Natural causes are properly represented by nondeterministic functions (stochastic processes). Just what these are in precise mathematical terms is not important. The important thing is that functions map one set of items to another set of items and in doing so map a given item to one and only one other item. Thus for a natural cause to “generate” CSI would mean for a function to map some item to an item that exhibits CSI. But that means the complexity and specification in the item that got mapped onto gets pushed back to the item that got mapped. In other words, natural causes just push the CSI problem from the effect back to the cause, which now in turn needs to be explained.
Suppose j is an event with CSI, i is a prior event, and f is the natural function. Dembski holds that i has just as much CSI as j, because a deterministic f is merely a conduit that maps any CSI in i to j. (It’s unclear to me why f is deterministic rather than stochastic.) But why can’t it be f that adds information? Dembski explains (in a roundabout way, using more math) that the information in f itself needs to be explained. If my interpretation is right, Dembksi is saying that if there are only (mindless) natural causes, then all the information is in the initial conditions of the universe; therefore, it’s a priori true that there can’t be a (mindless) natural explanation for CSI. On this interpretation, his argument is a hidden fine-tuning argument.
On a final note, here are two amusing quotes by Dembski. The first is a rebuttal to the claim that we already have natural examples of CSI (whatever CSI means now) in nylonase—the nylon eating bacteria.
The problem with this argument is that Miller fails to show that the construction/evolution of nylonase from its precursor actually requires CSI at all.

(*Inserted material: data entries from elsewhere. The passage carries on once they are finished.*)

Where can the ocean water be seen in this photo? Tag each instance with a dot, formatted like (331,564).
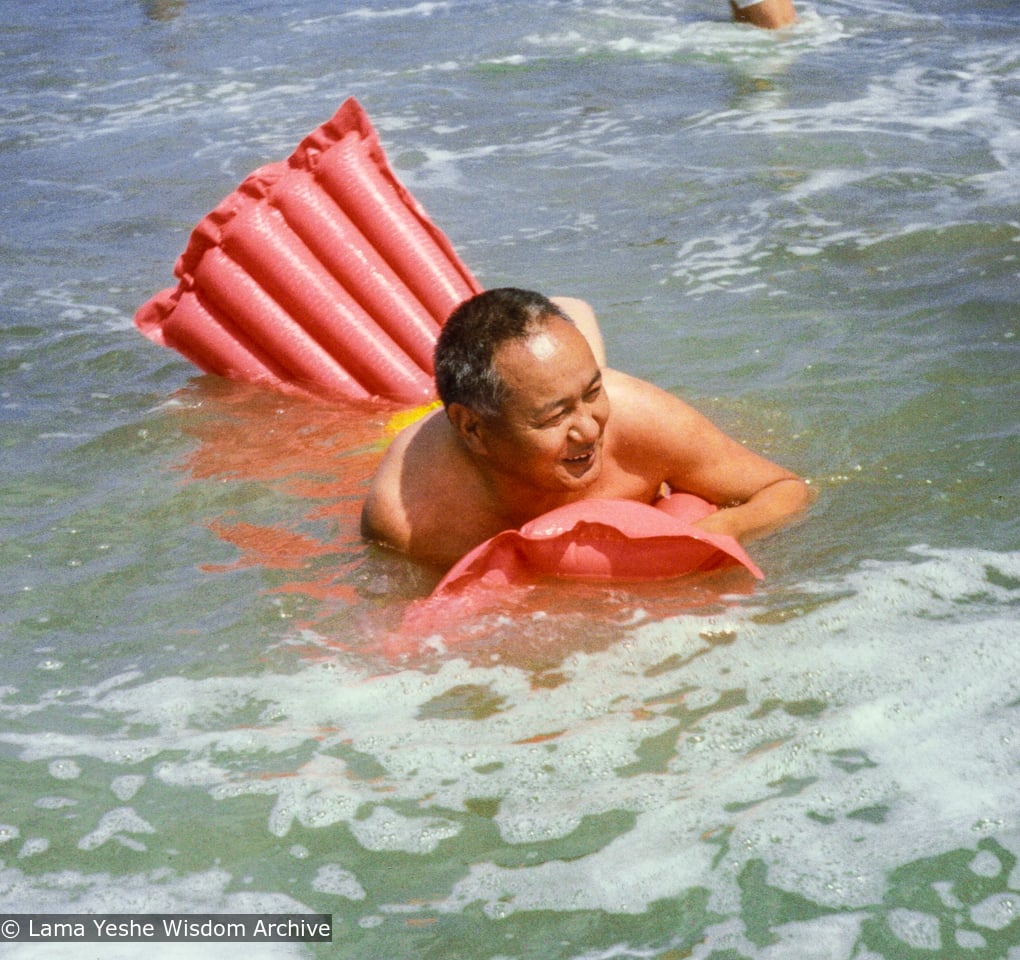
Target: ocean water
(813,236)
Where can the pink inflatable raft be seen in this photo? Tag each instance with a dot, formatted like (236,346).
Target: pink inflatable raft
(322,275)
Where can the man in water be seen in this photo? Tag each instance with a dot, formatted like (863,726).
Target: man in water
(533,419)
(768,13)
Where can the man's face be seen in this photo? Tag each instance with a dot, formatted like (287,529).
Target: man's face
(550,432)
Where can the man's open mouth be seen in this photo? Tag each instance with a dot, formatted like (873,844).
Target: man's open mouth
(580,459)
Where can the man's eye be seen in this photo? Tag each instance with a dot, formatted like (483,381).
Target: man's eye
(554,419)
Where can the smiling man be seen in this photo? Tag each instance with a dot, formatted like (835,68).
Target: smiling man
(533,419)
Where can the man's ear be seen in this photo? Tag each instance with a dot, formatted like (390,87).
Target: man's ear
(468,425)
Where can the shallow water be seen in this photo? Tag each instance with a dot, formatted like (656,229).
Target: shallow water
(812,236)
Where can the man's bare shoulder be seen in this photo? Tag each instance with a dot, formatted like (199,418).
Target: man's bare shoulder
(642,409)
(422,501)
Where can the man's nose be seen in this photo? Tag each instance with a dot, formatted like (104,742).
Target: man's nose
(585,428)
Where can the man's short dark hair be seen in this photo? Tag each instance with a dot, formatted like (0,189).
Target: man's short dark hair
(464,359)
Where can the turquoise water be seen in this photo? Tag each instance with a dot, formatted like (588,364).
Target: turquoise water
(812,237)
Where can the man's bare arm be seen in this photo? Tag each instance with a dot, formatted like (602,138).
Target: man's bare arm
(770,14)
(755,495)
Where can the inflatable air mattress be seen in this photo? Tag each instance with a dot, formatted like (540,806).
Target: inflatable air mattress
(319,274)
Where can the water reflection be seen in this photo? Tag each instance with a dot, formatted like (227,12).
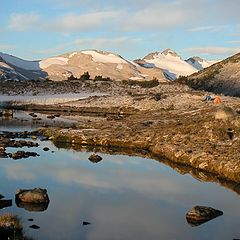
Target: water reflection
(5,203)
(122,197)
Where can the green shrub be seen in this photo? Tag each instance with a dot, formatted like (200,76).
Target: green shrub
(143,84)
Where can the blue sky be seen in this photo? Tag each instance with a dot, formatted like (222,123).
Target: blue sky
(36,29)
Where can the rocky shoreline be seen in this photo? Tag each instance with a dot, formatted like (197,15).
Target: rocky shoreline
(169,120)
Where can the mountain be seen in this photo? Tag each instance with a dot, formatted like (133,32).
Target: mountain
(222,77)
(170,62)
(199,63)
(97,63)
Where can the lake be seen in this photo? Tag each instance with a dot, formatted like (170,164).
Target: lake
(122,197)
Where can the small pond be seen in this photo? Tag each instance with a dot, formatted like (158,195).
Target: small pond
(122,197)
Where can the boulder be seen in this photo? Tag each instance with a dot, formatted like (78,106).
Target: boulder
(22,154)
(95,158)
(225,113)
(201,214)
(5,203)
(36,196)
(33,207)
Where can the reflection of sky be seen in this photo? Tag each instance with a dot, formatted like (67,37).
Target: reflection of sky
(123,197)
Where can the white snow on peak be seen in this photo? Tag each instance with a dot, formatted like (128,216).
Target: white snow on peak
(18,62)
(72,54)
(105,57)
(200,63)
(172,64)
(52,61)
(3,64)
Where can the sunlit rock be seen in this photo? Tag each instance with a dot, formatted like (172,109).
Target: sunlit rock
(201,214)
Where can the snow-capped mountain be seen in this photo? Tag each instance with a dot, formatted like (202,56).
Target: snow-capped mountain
(97,63)
(200,63)
(166,65)
(170,62)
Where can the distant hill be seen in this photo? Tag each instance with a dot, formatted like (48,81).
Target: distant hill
(222,77)
(172,64)
(164,66)
(97,63)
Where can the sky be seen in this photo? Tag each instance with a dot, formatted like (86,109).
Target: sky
(37,29)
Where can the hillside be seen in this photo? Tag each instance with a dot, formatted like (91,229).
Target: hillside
(97,63)
(222,77)
(170,62)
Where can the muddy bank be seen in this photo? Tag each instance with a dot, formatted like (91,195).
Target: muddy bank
(186,132)
(169,120)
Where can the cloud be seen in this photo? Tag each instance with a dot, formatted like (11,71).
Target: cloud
(23,21)
(205,29)
(4,47)
(213,50)
(79,23)
(234,42)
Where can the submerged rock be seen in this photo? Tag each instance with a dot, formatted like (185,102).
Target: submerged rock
(5,203)
(36,196)
(34,226)
(85,223)
(33,207)
(225,113)
(95,158)
(201,214)
(22,154)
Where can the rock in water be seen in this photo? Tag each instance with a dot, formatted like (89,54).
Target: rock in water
(36,196)
(85,223)
(225,113)
(201,214)
(95,158)
(34,226)
(5,203)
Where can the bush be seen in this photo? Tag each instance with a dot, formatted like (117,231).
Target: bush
(143,84)
(101,78)
(72,78)
(85,76)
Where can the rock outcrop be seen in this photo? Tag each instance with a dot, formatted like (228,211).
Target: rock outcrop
(201,214)
(33,196)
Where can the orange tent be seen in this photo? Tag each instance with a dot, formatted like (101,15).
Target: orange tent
(217,100)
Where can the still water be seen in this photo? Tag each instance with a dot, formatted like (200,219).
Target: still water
(122,197)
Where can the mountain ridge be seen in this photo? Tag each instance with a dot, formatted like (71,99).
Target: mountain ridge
(99,63)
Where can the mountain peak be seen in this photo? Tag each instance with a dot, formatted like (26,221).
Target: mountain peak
(195,59)
(169,51)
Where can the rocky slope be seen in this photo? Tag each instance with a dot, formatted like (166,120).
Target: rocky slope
(199,63)
(162,66)
(172,64)
(222,77)
(97,63)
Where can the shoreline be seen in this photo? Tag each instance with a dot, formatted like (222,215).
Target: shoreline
(177,125)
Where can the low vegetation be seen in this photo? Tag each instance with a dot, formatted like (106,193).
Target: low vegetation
(143,84)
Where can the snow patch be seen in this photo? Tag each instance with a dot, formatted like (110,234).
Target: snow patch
(172,64)
(52,61)
(135,78)
(105,58)
(72,54)
(18,62)
(119,66)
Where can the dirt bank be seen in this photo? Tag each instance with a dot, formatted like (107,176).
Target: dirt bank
(179,126)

As I develop the concept, CSI requires a certain threshold of complexity to be achieved (500 bits, as I argue in my book No Free Lunch). It’s not at all clear that this threshold is achieved here (certainly Miller doesn’t compute the relevant numbers). … the nylonase enzyme seems “pre-designed”.

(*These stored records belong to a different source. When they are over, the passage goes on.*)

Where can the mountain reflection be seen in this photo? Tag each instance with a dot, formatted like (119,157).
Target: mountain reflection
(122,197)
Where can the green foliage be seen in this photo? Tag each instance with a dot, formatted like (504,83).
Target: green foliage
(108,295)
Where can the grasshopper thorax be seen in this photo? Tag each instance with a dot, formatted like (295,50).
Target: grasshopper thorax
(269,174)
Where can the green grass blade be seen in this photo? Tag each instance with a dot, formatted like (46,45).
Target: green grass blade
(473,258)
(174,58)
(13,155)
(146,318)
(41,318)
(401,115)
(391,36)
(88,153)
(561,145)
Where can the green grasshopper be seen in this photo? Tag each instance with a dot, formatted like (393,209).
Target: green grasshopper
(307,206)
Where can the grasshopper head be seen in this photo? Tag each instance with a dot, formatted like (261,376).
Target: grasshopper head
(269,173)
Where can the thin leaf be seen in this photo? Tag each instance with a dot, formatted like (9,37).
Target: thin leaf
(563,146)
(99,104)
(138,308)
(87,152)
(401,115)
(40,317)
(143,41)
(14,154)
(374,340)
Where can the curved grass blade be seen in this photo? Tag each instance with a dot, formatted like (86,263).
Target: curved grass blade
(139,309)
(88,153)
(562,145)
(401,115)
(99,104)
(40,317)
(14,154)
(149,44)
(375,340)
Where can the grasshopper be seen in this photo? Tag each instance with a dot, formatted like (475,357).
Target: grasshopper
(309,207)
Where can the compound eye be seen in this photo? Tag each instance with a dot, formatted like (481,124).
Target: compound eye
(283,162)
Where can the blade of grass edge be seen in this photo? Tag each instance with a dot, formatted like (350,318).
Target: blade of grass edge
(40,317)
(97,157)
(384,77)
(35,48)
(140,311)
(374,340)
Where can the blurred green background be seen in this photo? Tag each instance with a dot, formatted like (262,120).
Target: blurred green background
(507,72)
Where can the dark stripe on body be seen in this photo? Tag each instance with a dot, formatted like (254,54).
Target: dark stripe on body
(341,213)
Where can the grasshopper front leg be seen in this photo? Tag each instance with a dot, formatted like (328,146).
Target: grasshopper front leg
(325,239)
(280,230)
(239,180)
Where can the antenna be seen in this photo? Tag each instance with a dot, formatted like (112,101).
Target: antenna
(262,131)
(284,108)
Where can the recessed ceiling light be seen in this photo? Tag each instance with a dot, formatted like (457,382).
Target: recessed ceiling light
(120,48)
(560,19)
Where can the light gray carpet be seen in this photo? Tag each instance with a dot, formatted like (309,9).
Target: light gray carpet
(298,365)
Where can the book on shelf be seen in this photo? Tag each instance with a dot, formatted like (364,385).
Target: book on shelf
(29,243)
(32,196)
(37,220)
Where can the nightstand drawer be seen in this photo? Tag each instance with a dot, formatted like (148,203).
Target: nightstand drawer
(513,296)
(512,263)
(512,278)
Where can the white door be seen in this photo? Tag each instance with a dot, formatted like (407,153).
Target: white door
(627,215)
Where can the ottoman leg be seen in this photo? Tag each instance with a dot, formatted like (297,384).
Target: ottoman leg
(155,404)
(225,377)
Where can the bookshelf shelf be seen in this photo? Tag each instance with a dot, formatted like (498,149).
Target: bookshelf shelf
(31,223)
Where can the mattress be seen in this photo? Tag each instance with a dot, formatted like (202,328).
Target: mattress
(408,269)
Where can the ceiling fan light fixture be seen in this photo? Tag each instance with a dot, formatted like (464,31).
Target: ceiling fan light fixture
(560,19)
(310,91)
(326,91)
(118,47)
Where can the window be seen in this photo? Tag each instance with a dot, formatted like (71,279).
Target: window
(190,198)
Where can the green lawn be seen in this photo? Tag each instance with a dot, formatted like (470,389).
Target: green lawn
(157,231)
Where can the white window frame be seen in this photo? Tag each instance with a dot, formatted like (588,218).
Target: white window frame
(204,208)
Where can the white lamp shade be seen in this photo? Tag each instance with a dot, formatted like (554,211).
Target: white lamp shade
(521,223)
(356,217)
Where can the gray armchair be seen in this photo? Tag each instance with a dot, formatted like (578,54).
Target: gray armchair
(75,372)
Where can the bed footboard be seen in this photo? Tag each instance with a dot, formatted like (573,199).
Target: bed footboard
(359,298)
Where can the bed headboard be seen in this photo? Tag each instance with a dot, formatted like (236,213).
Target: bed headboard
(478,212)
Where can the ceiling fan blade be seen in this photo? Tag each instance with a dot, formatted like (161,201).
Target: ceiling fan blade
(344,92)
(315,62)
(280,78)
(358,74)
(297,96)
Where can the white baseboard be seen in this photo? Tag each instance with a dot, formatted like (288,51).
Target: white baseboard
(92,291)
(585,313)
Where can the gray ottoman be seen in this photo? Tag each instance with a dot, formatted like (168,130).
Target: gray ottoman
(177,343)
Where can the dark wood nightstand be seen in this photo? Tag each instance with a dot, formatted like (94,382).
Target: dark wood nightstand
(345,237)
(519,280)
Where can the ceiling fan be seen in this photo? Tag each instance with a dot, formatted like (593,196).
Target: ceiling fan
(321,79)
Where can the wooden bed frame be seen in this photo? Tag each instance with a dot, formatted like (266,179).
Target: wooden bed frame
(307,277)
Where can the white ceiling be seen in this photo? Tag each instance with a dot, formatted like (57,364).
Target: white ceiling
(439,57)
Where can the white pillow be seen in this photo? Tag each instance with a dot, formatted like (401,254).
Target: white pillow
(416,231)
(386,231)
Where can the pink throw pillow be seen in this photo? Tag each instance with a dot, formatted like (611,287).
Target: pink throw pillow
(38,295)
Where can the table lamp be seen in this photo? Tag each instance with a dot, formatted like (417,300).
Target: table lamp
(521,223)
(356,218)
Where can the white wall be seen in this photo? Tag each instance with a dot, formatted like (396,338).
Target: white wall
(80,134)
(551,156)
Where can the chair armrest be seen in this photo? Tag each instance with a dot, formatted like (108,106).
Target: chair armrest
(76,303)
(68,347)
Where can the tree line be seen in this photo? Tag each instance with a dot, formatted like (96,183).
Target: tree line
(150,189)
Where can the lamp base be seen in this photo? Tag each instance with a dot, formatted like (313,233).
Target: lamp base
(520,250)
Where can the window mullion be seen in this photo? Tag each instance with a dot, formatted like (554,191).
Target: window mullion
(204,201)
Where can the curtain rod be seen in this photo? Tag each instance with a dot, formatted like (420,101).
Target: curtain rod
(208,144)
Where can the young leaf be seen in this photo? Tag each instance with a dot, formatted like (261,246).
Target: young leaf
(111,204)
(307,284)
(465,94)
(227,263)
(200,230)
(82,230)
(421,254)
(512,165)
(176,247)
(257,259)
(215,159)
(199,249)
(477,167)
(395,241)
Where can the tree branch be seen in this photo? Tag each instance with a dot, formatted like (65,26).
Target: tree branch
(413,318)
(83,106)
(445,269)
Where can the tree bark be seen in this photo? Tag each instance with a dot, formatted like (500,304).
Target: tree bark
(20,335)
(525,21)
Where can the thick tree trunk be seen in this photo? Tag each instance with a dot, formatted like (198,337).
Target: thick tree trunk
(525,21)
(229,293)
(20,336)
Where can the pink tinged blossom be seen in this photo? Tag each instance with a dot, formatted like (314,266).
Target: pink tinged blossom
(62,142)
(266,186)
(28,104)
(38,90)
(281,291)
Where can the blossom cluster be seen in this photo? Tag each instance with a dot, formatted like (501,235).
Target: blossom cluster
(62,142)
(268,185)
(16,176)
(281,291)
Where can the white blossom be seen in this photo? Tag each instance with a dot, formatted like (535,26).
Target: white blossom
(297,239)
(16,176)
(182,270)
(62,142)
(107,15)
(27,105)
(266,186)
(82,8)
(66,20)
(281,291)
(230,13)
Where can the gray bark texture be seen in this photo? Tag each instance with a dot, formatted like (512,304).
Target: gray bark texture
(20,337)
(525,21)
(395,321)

It’s funny that Dembski mentions that Miller hasn’t computed the numbers for the probability of the existence of nylonase, as if it was feasible. I don’t see how such a computation wouldn’t be ridiculous hand-waving. And, as far as I know, Dembski hasn’t computed the numbers for nylonase either. (500 bits corresponds to a 1/10^150 chance.) In any case, what’s the point of computing the numbers when it’s supposed to be a priori true that natural causes can’t generate CSI.
This second quote displays his amazing confidence.

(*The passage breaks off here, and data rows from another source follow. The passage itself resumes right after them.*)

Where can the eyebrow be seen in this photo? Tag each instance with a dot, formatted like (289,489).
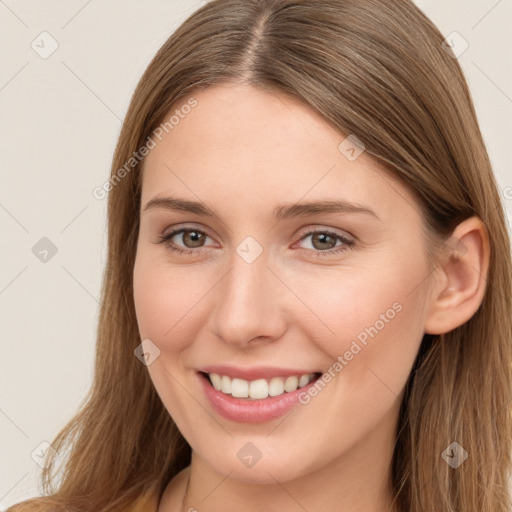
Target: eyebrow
(281,212)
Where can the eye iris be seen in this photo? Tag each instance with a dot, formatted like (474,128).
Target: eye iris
(193,238)
(323,238)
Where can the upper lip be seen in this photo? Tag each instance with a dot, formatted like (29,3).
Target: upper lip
(257,372)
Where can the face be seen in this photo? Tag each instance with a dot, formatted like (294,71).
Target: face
(268,294)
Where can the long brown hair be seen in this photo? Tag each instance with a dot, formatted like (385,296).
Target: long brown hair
(373,68)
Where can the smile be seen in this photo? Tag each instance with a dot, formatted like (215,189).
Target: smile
(259,389)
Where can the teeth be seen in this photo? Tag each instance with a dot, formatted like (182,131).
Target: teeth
(259,389)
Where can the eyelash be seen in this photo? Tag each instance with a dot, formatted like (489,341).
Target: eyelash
(347,244)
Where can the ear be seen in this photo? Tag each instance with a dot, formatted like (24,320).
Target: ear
(461,279)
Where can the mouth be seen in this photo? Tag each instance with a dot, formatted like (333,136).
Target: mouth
(258,389)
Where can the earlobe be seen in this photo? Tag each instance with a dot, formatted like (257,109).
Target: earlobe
(462,276)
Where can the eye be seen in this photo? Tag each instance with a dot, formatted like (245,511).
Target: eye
(192,240)
(324,242)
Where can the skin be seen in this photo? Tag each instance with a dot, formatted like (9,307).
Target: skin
(242,152)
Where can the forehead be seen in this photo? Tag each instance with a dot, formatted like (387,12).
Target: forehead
(259,148)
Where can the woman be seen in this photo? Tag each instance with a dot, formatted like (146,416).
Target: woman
(308,290)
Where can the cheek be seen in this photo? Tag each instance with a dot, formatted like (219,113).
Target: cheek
(371,319)
(166,301)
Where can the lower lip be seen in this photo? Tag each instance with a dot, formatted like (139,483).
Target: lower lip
(244,410)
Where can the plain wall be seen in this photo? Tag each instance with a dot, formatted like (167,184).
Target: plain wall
(60,118)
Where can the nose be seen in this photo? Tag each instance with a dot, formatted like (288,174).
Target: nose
(250,304)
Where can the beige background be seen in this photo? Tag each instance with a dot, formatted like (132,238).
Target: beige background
(60,117)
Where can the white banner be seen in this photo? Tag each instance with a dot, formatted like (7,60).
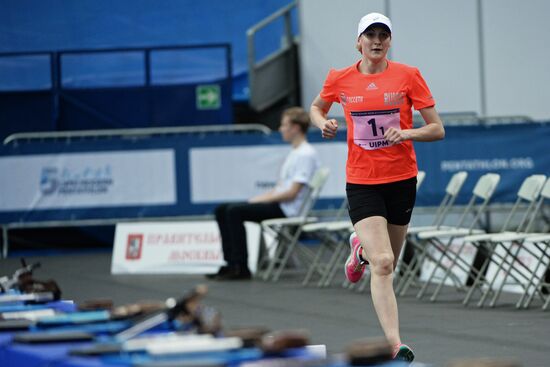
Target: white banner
(174,247)
(237,173)
(88,180)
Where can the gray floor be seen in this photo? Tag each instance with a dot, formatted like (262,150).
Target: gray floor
(439,332)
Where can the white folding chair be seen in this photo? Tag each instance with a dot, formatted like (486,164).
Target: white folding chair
(409,270)
(542,286)
(440,240)
(535,191)
(331,235)
(287,231)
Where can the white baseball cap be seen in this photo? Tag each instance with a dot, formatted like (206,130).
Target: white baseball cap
(373,18)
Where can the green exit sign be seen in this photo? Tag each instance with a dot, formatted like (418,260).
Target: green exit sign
(208,97)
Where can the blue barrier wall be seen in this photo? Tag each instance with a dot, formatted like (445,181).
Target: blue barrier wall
(36,25)
(513,151)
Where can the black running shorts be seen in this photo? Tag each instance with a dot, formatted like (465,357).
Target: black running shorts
(393,201)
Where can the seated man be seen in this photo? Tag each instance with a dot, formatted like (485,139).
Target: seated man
(285,200)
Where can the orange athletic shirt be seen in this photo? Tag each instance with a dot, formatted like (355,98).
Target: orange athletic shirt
(373,103)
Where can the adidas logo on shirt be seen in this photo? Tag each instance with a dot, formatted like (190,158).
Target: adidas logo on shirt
(372,86)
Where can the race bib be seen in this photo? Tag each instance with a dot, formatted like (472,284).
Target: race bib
(369,127)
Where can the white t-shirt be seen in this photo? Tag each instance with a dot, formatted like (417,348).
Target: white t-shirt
(299,166)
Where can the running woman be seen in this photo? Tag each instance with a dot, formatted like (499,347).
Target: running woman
(377,96)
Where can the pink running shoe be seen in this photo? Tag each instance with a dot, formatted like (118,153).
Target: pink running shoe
(403,352)
(354,266)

CSI is what all the fuss over information has been about in recent years, not just in biology, but in science generally. It is CSI that for Manfred Eigen constitutes the great mystery of biology, and one he hopes eventually to unravel in terms of algorithms and natural laws. It is CSI that for cosmologists underlies the fine-tuning of the universe, and which the various anthropic principles attempt to understand. It is CSI that David Bohm’s quantum potentials are extracting when they scour the microworld for what Bohm calls “active information.” It is CSI that enables Maxwell’s demon to outsmart a thermodynamic system tending toward thermal equilibrium. It is CSI on which David Chalmers hopes to base a comprehensive theory of human consciousness. It is CSI that within the Kolmogorov-Chaitin theory of algorithmic information takes the form of highly compressible, nonrandom strings of digits.
Dembski, William. No Free Lunch: Why Specified Complexity Cannot Be Purchased Without Intelligence.
Perakh, Mark. The Dream World of William Dembski’s Creationism.
Pennock, Robert. Intelligent Design Creationism and Its Critics.